I have a second 'seat head' and saddle, which I keep assembled. I have a full aerobar set up including all the cables. So it takes about half an hour to swap the road seat and bars over to the TT set up and all the adjustments are kept intact. Pretty neat.. The Noah has good aerodynamics. My only 'complaint' is that I like it for sprints and road courses so much that I always want it configured for the road so I don't get to work out on it in TT form very often..

The Damocles is great also. It's my "3hr+ ride of choice" and my usual crit ride.

Don Hanson


----------



## smbrum (Jul 9, 2008)

*noah*

Don, have you heard much about the 09 Noah and how it compares to the earlier model? I just ordered the 09 to be here around Nov but I havent heard much about it


----------



## Gnarly 928 (Nov 19, 2005)

I read a peice in one of the online cycle publications about Ridley's as ridden by the Tour guys. Other than than, no..Don't know anyone who's got one nor have I seen one. I have seen the technology of the dual air foils they are using in the forks...I am kinda skeptical of that, though if Lotto rode it in the Tour I guess there is nothing wrong with it. I do like the quality of Ridley.

Don Hanson


----------



## toonraid (Sep 19, 2006)

According to Robbie the new Noah is 2 km faster than the old one (in his 79 km/hr sprints) Its a bit hard to ride in the peleton as he has to keep braking while it takes some getting used to round the corners - it is also 100 g lighter. By the sound of it an alltogether different beast that needs some time to get used to.


----------



## Gnarly 928 (Nov 19, 2005)

*I've been told...*

My Dealer (3 ring Cycles) just returned from Interbike, where she fondled the new Ridley Dean TT ride. 50 of these are supposed to be in the US come Dec. sometime and they are somewhat pricey.

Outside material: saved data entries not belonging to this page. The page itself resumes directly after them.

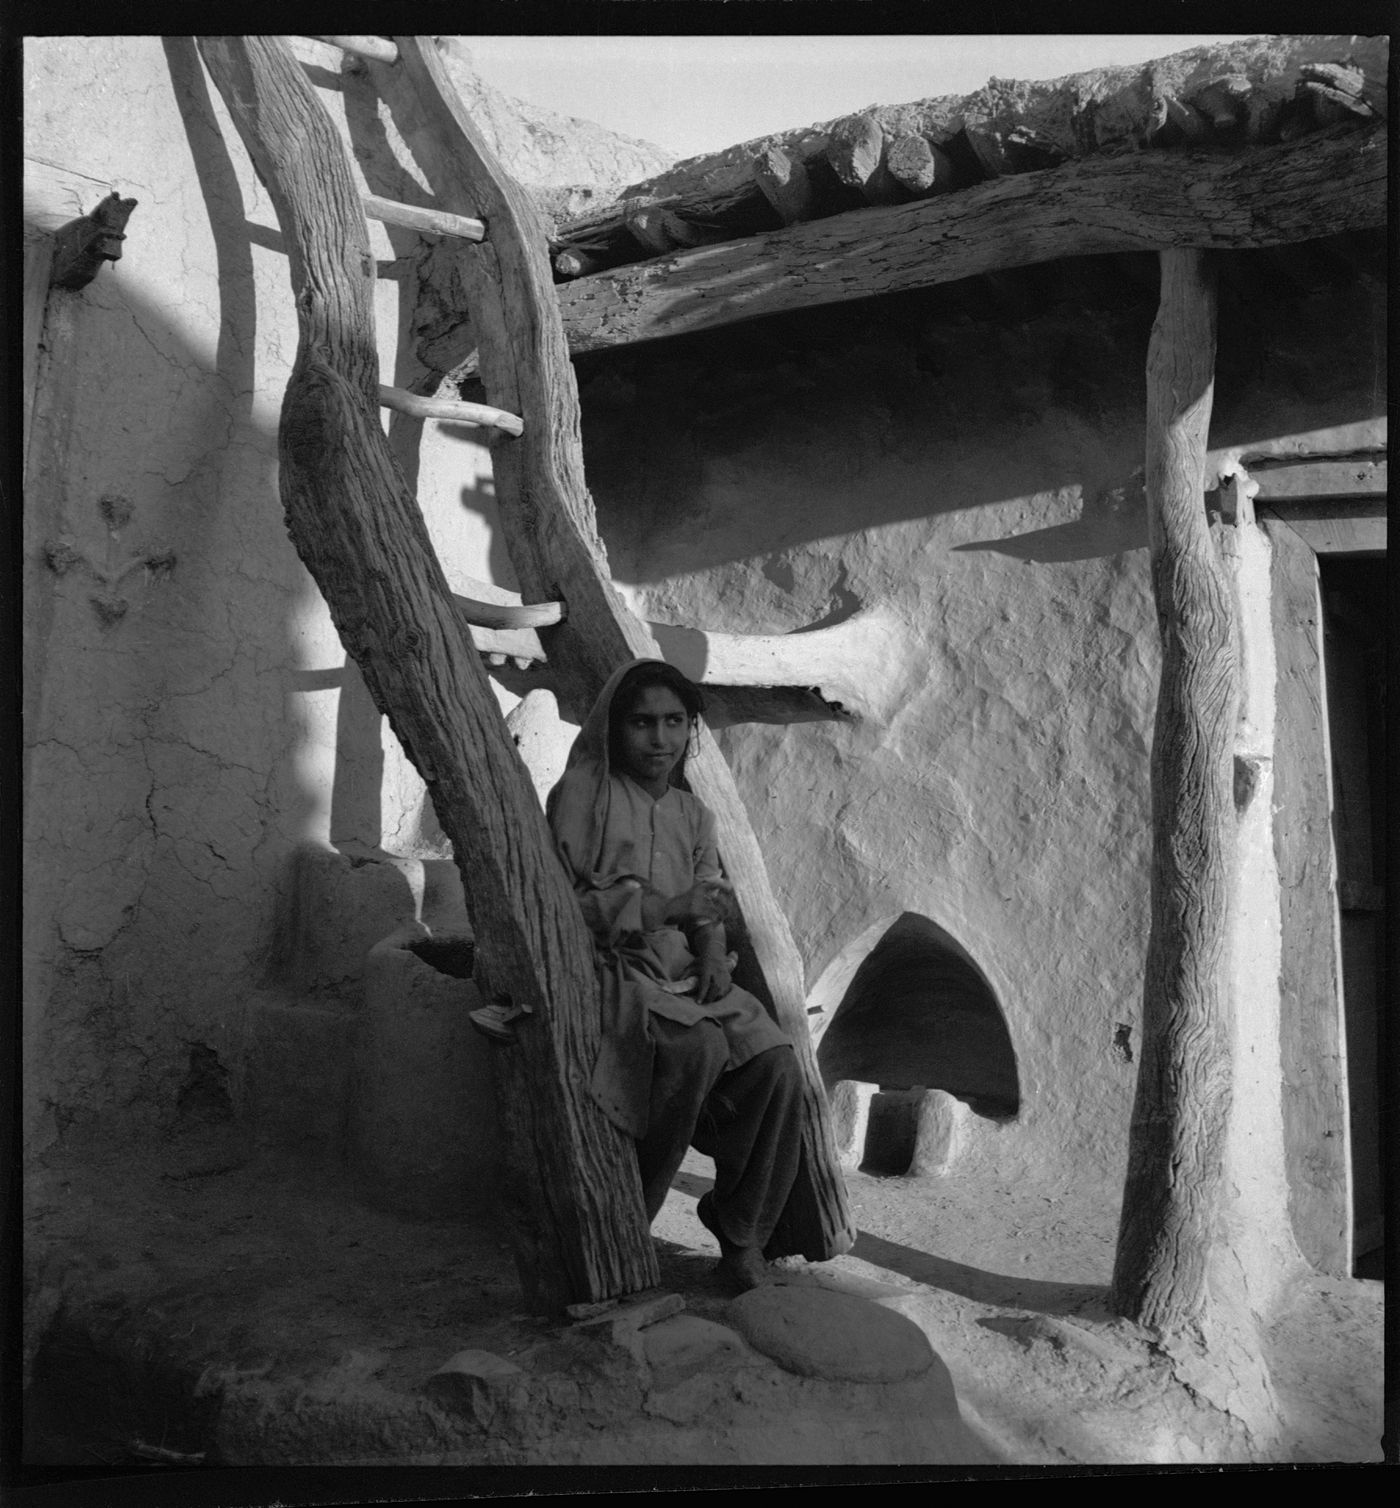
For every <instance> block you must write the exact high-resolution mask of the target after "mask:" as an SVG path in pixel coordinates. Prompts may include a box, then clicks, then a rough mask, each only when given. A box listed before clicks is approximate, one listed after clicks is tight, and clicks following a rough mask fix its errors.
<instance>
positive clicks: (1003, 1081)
mask: <svg viewBox="0 0 1400 1508" xmlns="http://www.w3.org/2000/svg"><path fill="white" fill-rule="evenodd" d="M816 1062H818V1066H819V1068H821V1074H822V1081H824V1083H825V1084H827V1086H828V1089H830V1087H831V1086H834V1084H837V1083H840V1081H843V1080H845V1081H852V1083H857V1084H875V1086H878V1093H877V1095H875V1096H873V1099H872V1101H870V1105H869V1128H867V1131H866V1139H864V1163H863V1166H864V1167H866V1170H867V1172H875V1173H883V1175H898V1173H904V1172H907V1170H908V1167H910V1163H911V1160H913V1155H914V1145H916V1139H917V1133H919V1105H920V1101H922V1098H923V1095H925V1092H926V1090H931V1089H941V1090H946V1092H947V1093H949V1095H953V1096H955V1098H958V1099H961V1101H964V1102H966V1104H967V1105H969V1108H970V1110H973V1111H975V1113H976V1114H981V1116H988V1117H991V1119H996V1120H1006V1119H1009V1117H1012V1116H1014V1114H1017V1111H1018V1110H1020V1102H1021V1095H1020V1083H1018V1077H1017V1066H1015V1053H1014V1050H1012V1047H1011V1033H1009V1031H1008V1030H1006V1021H1005V1018H1003V1016H1002V1009H1000V1006H999V1004H997V1000H996V995H994V994H993V989H991V986H990V985H988V982H987V979H985V976H984V974H982V971H981V970H979V968H978V967H976V964H975V962H973V961H972V959H970V958H969V955H967V953H966V950H963V949H961V947H959V946H958V944H956V942H955V941H953V938H950V936H949V935H947V933H946V932H944V930H943V929H941V927H940V926H937V924H935V923H934V921H929V920H928V917H922V915H919V914H917V912H913V911H907V912H905V914H904V915H902V917H899V918H898V920H896V921H895V923H893V924H892V926H890V927H889V930H887V932H886V933H884V936H883V938H881V939H880V942H878V944H877V946H875V947H873V949H872V950H870V955H869V956H867V958H866V959H864V962H863V964H861V965H860V968H858V970H857V971H855V976H854V977H852V980H851V985H849V988H848V989H846V994H845V997H843V998H842V1003H840V1006H839V1007H837V1010H836V1015H834V1016H833V1019H831V1025H830V1027H828V1028H827V1031H825V1034H824V1036H822V1039H821V1044H819V1045H818V1053H816Z"/></svg>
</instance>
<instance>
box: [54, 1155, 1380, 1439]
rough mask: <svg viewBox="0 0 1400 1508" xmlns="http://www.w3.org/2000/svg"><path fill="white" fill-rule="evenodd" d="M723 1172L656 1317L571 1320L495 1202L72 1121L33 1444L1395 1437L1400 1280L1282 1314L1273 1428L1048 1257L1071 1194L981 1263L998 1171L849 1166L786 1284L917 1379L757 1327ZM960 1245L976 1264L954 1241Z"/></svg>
mask: <svg viewBox="0 0 1400 1508" xmlns="http://www.w3.org/2000/svg"><path fill="white" fill-rule="evenodd" d="M703 1172H705V1164H703V1160H697V1163H695V1166H694V1167H692V1166H691V1164H689V1163H688V1164H686V1169H685V1170H682V1173H680V1175H679V1178H677V1187H676V1190H674V1191H673V1194H671V1199H670V1202H668V1203H667V1208H665V1211H662V1215H661V1218H659V1220H658V1223H656V1237H658V1255H659V1259H661V1271H662V1285H661V1289H659V1291H658V1294H655V1295H647V1297H650V1298H656V1297H661V1295H670V1297H667V1298H665V1301H664V1303H662V1304H659V1306H655V1304H653V1306H652V1312H650V1316H649V1318H646V1319H643V1323H640V1324H632V1323H629V1321H628V1319H626V1316H625V1315H623V1316H622V1318H619V1315H611V1316H606V1318H605V1321H603V1323H602V1324H594V1326H591V1327H570V1326H567V1324H564V1323H555V1321H548V1319H542V1318H537V1316H530V1315H527V1313H522V1312H520V1309H519V1289H517V1285H516V1279H514V1271H513V1267H511V1262H510V1256H508V1247H507V1241H505V1237H504V1232H501V1231H499V1229H496V1228H495V1226H493V1223H492V1220H490V1212H489V1211H478V1212H474V1214H471V1215H466V1217H462V1218H454V1220H419V1218H407V1217H403V1215H398V1214H394V1212H391V1211H385V1209H376V1208H371V1206H370V1205H367V1203H364V1202H361V1200H359V1199H358V1197H356V1190H355V1188H353V1187H350V1185H348V1182H347V1181H345V1179H344V1178H341V1176H338V1175H335V1173H333V1172H327V1170H326V1169H315V1167H308V1166H305V1164H300V1163H296V1161H290V1160H287V1158H276V1157H272V1155H266V1154H264V1155H253V1154H250V1152H249V1149H247V1148H244V1146H243V1145H240V1142H238V1137H237V1134H235V1133H234V1131H232V1129H231V1128H228V1126H222V1128H217V1126H216V1128H205V1129H201V1131H199V1133H198V1134H186V1136H181V1137H175V1139H172V1140H169V1142H166V1143H161V1145H158V1146H154V1148H131V1146H125V1148H115V1146H104V1145H101V1143H95V1142H89V1143H88V1145H81V1146H80V1145H77V1143H72V1145H69V1146H68V1148H66V1149H65V1151H63V1152H62V1154H60V1155H53V1157H50V1158H48V1160H45V1163H44V1164H42V1166H38V1167H35V1169H33V1170H32V1173H30V1178H29V1194H27V1199H29V1209H27V1220H29V1238H27V1243H26V1274H24V1279H26V1280H24V1304H26V1380H27V1383H29V1390H27V1396H26V1463H27V1464H30V1466H66V1467H115V1469H124V1467H134V1466H140V1464H145V1466H160V1467H164V1469H180V1467H181V1466H187V1467H195V1466H201V1467H205V1469H210V1467H220V1466H332V1464H356V1466H480V1467H519V1466H640V1464H647V1466H676V1467H692V1466H708V1467H736V1469H748V1467H754V1469H759V1467H765V1466H791V1464H806V1466H858V1464H869V1466H896V1464H898V1466H928V1467H940V1466H950V1467H952V1466H966V1467H970V1469H979V1467H994V1466H999V1464H1014V1466H1032V1464H1089V1463H1094V1464H1116V1463H1121V1464H1141V1463H1144V1461H1162V1463H1168V1461H1202V1463H1204V1461H1211V1463H1227V1461H1320V1460H1379V1458H1380V1448H1379V1434H1380V1285H1379V1283H1341V1282H1338V1280H1322V1279H1308V1280H1305V1282H1300V1283H1299V1285H1297V1286H1296V1289H1294V1291H1293V1295H1291V1297H1290V1303H1288V1312H1287V1318H1285V1319H1282V1321H1279V1324H1276V1326H1275V1327H1273V1330H1272V1332H1270V1344H1272V1351H1270V1356H1269V1365H1270V1368H1272V1374H1273V1378H1275V1384H1276V1392H1278V1396H1279V1399H1281V1401H1282V1405H1284V1411H1285V1419H1284V1421H1282V1424H1281V1427H1279V1428H1278V1430H1275V1431H1272V1433H1269V1434H1266V1433H1261V1431H1260V1430H1258V1428H1257V1427H1251V1425H1249V1422H1246V1421H1242V1419H1237V1418H1234V1416H1231V1415H1230V1413H1225V1411H1222V1410H1220V1408H1217V1407H1213V1405H1211V1404H1210V1402H1208V1401H1207V1398H1205V1396H1202V1395H1201V1393H1199V1392H1196V1390H1193V1389H1192V1387H1190V1386H1187V1384H1186V1383H1184V1381H1183V1380H1181V1377H1178V1375H1177V1369H1174V1366H1172V1363H1171V1360H1169V1359H1166V1357H1163V1356H1162V1354H1160V1353H1157V1350H1156V1348H1154V1347H1153V1345H1151V1344H1150V1342H1148V1341H1147V1338H1144V1336H1141V1335H1138V1333H1134V1332H1133V1330H1131V1329H1130V1327H1125V1326H1122V1324H1121V1323H1116V1321H1113V1319H1112V1318H1110V1316H1109V1315H1107V1313H1106V1312H1104V1309H1103V1288H1101V1285H1100V1283H1097V1282H1094V1280H1089V1282H1079V1283H1074V1282H1055V1280H1048V1279H1045V1277H1039V1276H1036V1274H1038V1273H1039V1271H1056V1270H1058V1271H1062V1273H1067V1274H1070V1276H1080V1277H1085V1276H1086V1277H1091V1279H1092V1277H1095V1276H1097V1273H1094V1271H1089V1270H1088V1268H1091V1267H1092V1265H1094V1264H1092V1262H1089V1261H1088V1259H1086V1256H1085V1250H1083V1247H1082V1244H1080V1247H1079V1249H1077V1252H1076V1253H1071V1252H1070V1249H1068V1247H1067V1246H1065V1244H1064V1241H1061V1244H1056V1238H1055V1235H1053V1232H1055V1231H1056V1229H1061V1228H1062V1226H1064V1228H1067V1229H1074V1228H1076V1226H1077V1221H1076V1220H1074V1218H1073V1212H1068V1211H1064V1209H1062V1211H1061V1215H1059V1221H1061V1223H1059V1224H1042V1226H1039V1228H1036V1226H1033V1221H1030V1218H1029V1215H1027V1208H1029V1206H1027V1205H1026V1203H1024V1200H1023V1202H1021V1205H1017V1203H1015V1196H1014V1194H1012V1193H1011V1191H1003V1196H1002V1214H1000V1231H1002V1232H1005V1231H1008V1229H1009V1231H1012V1232H1023V1234H1024V1237H1026V1240H1027V1243H1029V1244H1027V1247H1026V1250H1027V1252H1032V1253H1039V1258H1038V1259H1036V1261H1035V1262H1030V1261H1026V1262H1024V1265H1021V1271H1023V1273H1026V1276H1020V1277H1015V1279H1012V1277H1008V1276H1003V1274H1005V1273H1006V1271H1008V1270H1012V1271H1014V1270H1015V1267H1017V1265H1020V1262H1021V1258H1020V1256H1018V1253H1017V1250H1015V1243H1014V1241H1011V1240H1008V1238H1006V1237H1005V1235H1003V1237H1002V1238H1000V1240H999V1253H997V1259H991V1258H990V1256H987V1258H984V1259H982V1264H981V1265H972V1264H970V1262H967V1261H966V1258H969V1256H973V1255H976V1253H975V1252H973V1250H972V1247H970V1246H969V1244H967V1243H969V1241H970V1240H972V1237H970V1234H969V1232H970V1231H972V1229H973V1226H975V1223H976V1217H975V1214H973V1205H975V1202H976V1200H975V1199H973V1194H975V1191H963V1193H964V1194H966V1196H967V1197H966V1200H964V1212H963V1215H961V1217H956V1215H955V1212H953V1203H952V1202H955V1200H956V1197H958V1193H959V1191H958V1188H956V1185H955V1184H952V1182H950V1181H944V1182H943V1184H941V1185H938V1188H932V1187H929V1188H928V1190H925V1188H920V1190H919V1191H917V1193H919V1199H917V1200H911V1199H910V1193H911V1190H910V1188H907V1187H904V1181H901V1179H872V1178H867V1176H864V1175H852V1176H851V1188H852V1200H854V1205H855V1208H857V1217H858V1221H860V1224H861V1231H863V1235H861V1241H860V1244H858V1246H857V1250H855V1253H854V1255H852V1256H849V1258H842V1259H839V1261H837V1262H831V1264H824V1265H821V1267H807V1265H803V1264H794V1265H792V1267H791V1268H787V1270H786V1271H783V1273H781V1274H780V1277H781V1280H783V1282H784V1283H789V1285H807V1286H822V1288H834V1289H837V1291H840V1292H843V1294H848V1295H849V1294H855V1295H858V1297H861V1298H864V1300H867V1301H870V1303H875V1304H880V1306H881V1307H886V1309H893V1310H895V1312H896V1313H902V1315H904V1316H907V1318H908V1319H911V1321H913V1323H914V1324H916V1326H917V1327H919V1329H920V1330H922V1332H923V1335H925V1336H928V1339H929V1342H931V1345H932V1350H934V1353H935V1356H937V1357H940V1359H941V1360H938V1362H937V1365H934V1366H931V1369H929V1371H928V1372H925V1374H922V1375H920V1377H913V1378H902V1380H895V1381H851V1380H848V1378H831V1377H803V1375H797V1374H795V1372H792V1371H784V1369H783V1368H780V1366H777V1365H775V1363H774V1362H771V1360H769V1359H768V1357H766V1356H762V1354H759V1353H757V1351H756V1350H753V1348H751V1347H750V1345H748V1344H745V1341H744V1339H742V1338H741V1336H739V1333H738V1329H736V1327H735V1326H733V1324H732V1323H730V1321H732V1318H733V1315H732V1312H730V1304H732V1300H730V1295H729V1294H726V1292H724V1291H723V1289H721V1288H720V1286H718V1283H717V1280H715V1277H714V1273H712V1265H714V1250H712V1246H711V1243H709V1238H708V1237H706V1234H705V1232H703V1229H702V1228H700V1224H698V1221H697V1220H695V1217H694V1196H695V1194H697V1193H698V1191H700V1190H703V1187H706V1184H705V1178H703ZM913 1203H917V1205H919V1206H920V1208H923V1209H926V1211H928V1214H929V1218H931V1220H934V1221H935V1224H937V1223H943V1228H944V1229H949V1231H956V1229H958V1228H959V1226H961V1241H963V1244H961V1246H956V1243H949V1241H947V1240H938V1238H937V1237H935V1235H934V1234H932V1232H931V1231H925V1232H920V1231H911V1229H910V1224H908V1214H907V1211H908V1209H910V1206H911V1205H913ZM981 1203H982V1205H984V1206H985V1205H987V1203H988V1200H987V1197H985V1191H982V1197H981ZM1038 1203H1039V1205H1045V1203H1047V1202H1045V1200H1038ZM896 1211H901V1214H898V1215H896ZM1067 1214H1068V1215H1070V1218H1068V1220H1065V1215H1067ZM984 1220H985V1217H984ZM988 1229H990V1228H988ZM940 1246H941V1247H943V1249H946V1250H953V1253H955V1258H956V1259H953V1258H944V1256H940V1255H935V1253H937V1252H938V1249H940ZM1071 1256H1073V1259H1071ZM1044 1261H1048V1264H1050V1265H1048V1267H1045V1265H1044ZM620 1307H625V1306H620ZM643 1307H646V1306H644V1304H643ZM1309 1316H1311V1318H1309ZM1329 1336H1334V1338H1335V1341H1332V1342H1328V1339H1326V1338H1329ZM1334 1353H1335V1354H1334ZM944 1363H946V1366H944ZM445 1365H447V1366H448V1371H447V1372H444V1371H442V1369H444V1366H445Z"/></svg>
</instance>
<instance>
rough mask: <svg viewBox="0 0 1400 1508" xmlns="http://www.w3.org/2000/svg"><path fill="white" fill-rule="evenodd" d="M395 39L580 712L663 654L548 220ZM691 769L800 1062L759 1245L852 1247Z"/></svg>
mask: <svg viewBox="0 0 1400 1508" xmlns="http://www.w3.org/2000/svg"><path fill="white" fill-rule="evenodd" d="M394 41H395V44H397V47H398V62H397V63H394V65H380V63H370V75H371V78H373V80H374V84H376V87H377V89H379V90H380V95H382V97H383V98H385V100H386V101H388V104H389V107H391V110H392V113H394V118H395V124H397V127H398V130H400V134H401V136H403V139H404V140H406V142H407V145H409V148H410V151H412V152H413V155H415V157H416V160H418V164H419V167H421V169H422V172H424V175H425V176H427V181H428V184H430V185H431V189H433V193H434V196H436V198H437V202H439V205H441V207H442V208H444V210H447V211H450V213H453V214H465V216H475V217H480V219H483V220H484V222H486V223H487V226H489V228H490V229H489V240H487V241H486V243H484V244H481V246H460V247H457V249H456V250H457V256H459V259H460V262H459V264H460V271H462V279H463V287H465V288H466V293H468V303H469V306H471V311H472V323H474V329H475V332H477V338H478V351H480V368H481V377H483V382H484V385H486V391H487V394H489V395H490V400H492V403H495V404H499V406H501V407H504V409H508V410H510V412H511V413H519V415H520V416H522V419H523V421H525V431H523V434H522V436H520V439H519V440H510V442H505V443H496V445H493V446H492V458H493V466H495V474H496V501H498V507H499V511H501V516H502V523H504V525H505V528H504V535H505V544H507V550H508V553H510V558H511V564H513V566H514V570H516V575H517V578H519V581H520V587H522V591H523V594H525V597H527V599H530V597H539V599H548V597H563V599H564V600H566V602H567V605H569V612H567V618H566V620H564V621H563V623H561V624H558V626H557V627H554V629H546V630H543V632H542V641H543V642H545V645H546V651H548V654H549V662H551V668H552V670H554V671H555V673H557V674H560V676H561V677H563V682H564V685H566V686H567V688H570V691H572V700H573V710H575V712H576V713H578V715H582V710H584V709H587V706H588V704H590V703H591V698H593V697H594V695H596V694H597V691H599V689H600V688H602V685H603V682H605V680H606V677H608V674H609V673H611V671H612V668H614V667H616V665H617V664H619V662H620V661H623V659H629V657H634V656H649V657H658V659H659V657H662V656H661V651H659V648H658V645H656V641H655V638H653V636H652V633H650V629H649V627H647V626H646V624H644V623H643V621H641V620H640V618H637V617H635V615H634V614H632V612H631V609H629V608H628V606H626V603H625V602H623V600H622V597H620V596H619V594H617V591H616V588H614V587H612V584H611V579H609V572H608V562H606V550H605V547H603V543H602V540H600V538H599V535H597V525H596V516H594V508H593V499H591V498H590V495H588V490H587V486H585V481H584V464H582V445H581V436H579V407H578V389H576V383H575V379H573V368H572V365H570V359H569V347H567V341H566V336H564V327H563V320H561V317H560V309H558V300H557V296H555V291H554V279H552V274H551V267H549V259H548V246H546V235H545V231H543V226H542V225H540V222H539V217H537V214H536V210H534V207H533V205H531V204H530V201H528V199H527V196H525V193H523V192H522V190H520V189H519V187H517V185H516V184H514V181H513V179H511V178H510V175H508V173H505V172H504V169H502V167H501V166H499V163H498V161H496V158H495V154H493V152H492V151H490V148H489V146H487V145H486V142H484V140H483V139H481V136H480V133H478V131H477V128H475V125H474V124H472V121H471V116H469V113H468V110H466V107H465V106H463V103H462V100H460V98H459V95H457V92H456V89H454V86H453V83H451V78H450V77H448V74H447V69H445V66H444V63H442V59H441V57H439V54H437V50H436V47H433V44H431V41H430V39H427V38H418V36H395V38H394ZM567 700H569V694H566V701H567ZM686 775H688V778H689V783H691V787H692V789H694V792H695V795H697V796H700V799H702V801H705V802H706V805H708V807H711V810H712V811H714V813H715V817H717V823H718V829H720V849H721V854H723V857H724V864H726V869H727V870H729V873H730V876H732V879H733V882H735V893H736V899H738V903H739V908H741V911H742V914H744V920H745V924H747V929H748V935H750V938H751V942H753V950H754V956H756V962H757V967H759V971H760V973H762V983H760V985H757V986H756V992H757V994H760V995H766V997H768V1003H769V1004H771V1006H772V1009H774V1013H775V1016H777V1019H778V1022H780V1024H781V1025H783V1028H784V1030H786V1031H787V1034H789V1038H791V1039H792V1044H794V1051H795V1053H797V1057H798V1062H800V1063H801V1066H803V1071H804V1084H806V1090H804V1102H806V1116H804V1129H803V1152H804V1157H803V1170H801V1173H800V1179H798V1185H797V1188H795V1190H794V1197H792V1199H791V1200H789V1209H787V1214H786V1217H784V1221H783V1223H781V1224H780V1228H778V1232H777V1234H775V1238H774V1246H772V1247H769V1255H784V1253H801V1255H804V1256H809V1258H813V1259H824V1258H828V1256H833V1255H836V1253H839V1252H843V1250H848V1249H849V1246H851V1244H852V1241H854V1228H852V1223H851V1215H849V1208H848V1202H846V1193H845V1185H843V1182H842V1176H840V1170H839V1164H837V1158H836V1149H834V1140H833V1134H831V1123H830V1114H828V1108H827V1099H825V1093H824V1090H822V1084H821V1077H819V1074H818V1068H816V1060H815V1056H813V1051H812V1045H810V1038H809V1028H807V1012H806V988H804V970H803V961H801V955H800V953H798V949H797V944H795V942H794V939H792V932H791V929H789V926H787V918H786V917H784V914H783V911H781V908H780V906H778V903H777V899H775V897H774V894H772V888H771V885H769V881H768V872H766V867H765V864H763V858H762V854H760V851H759V844H757V840H756V837H754V834H753V826H751V823H750V820H748V813H747V810H745V808H744V802H742V799H741V798H739V793H738V789H736V787H735V783H733V775H732V772H730V769H729V766H727V763H726V762H724V757H723V754H721V752H720V751H718V748H717V746H715V743H714V739H706V740H703V743H702V748H700V754H698V757H697V759H694V760H692V762H691V763H689V765H688V768H686Z"/></svg>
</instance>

Supposed to be the Bling bling ride for TTs, slotting in to the price spread right with the Cervelos..

The 09 Noah, looking at the new Ridley web posting, looks like it has forks from the Excaliber...100 grs of weight reduction..that's a small weight..but the '08 that I ride does not feel heavy anyway. I like the asthetics of the new Noah, with the curves, etc. but I am going for a Helium, keeping my '07 Noah and re-selling in my Damocles. The Damo is so similar in ride feel to the Noah that it's a bit redundant having both...

Don Hanson


----------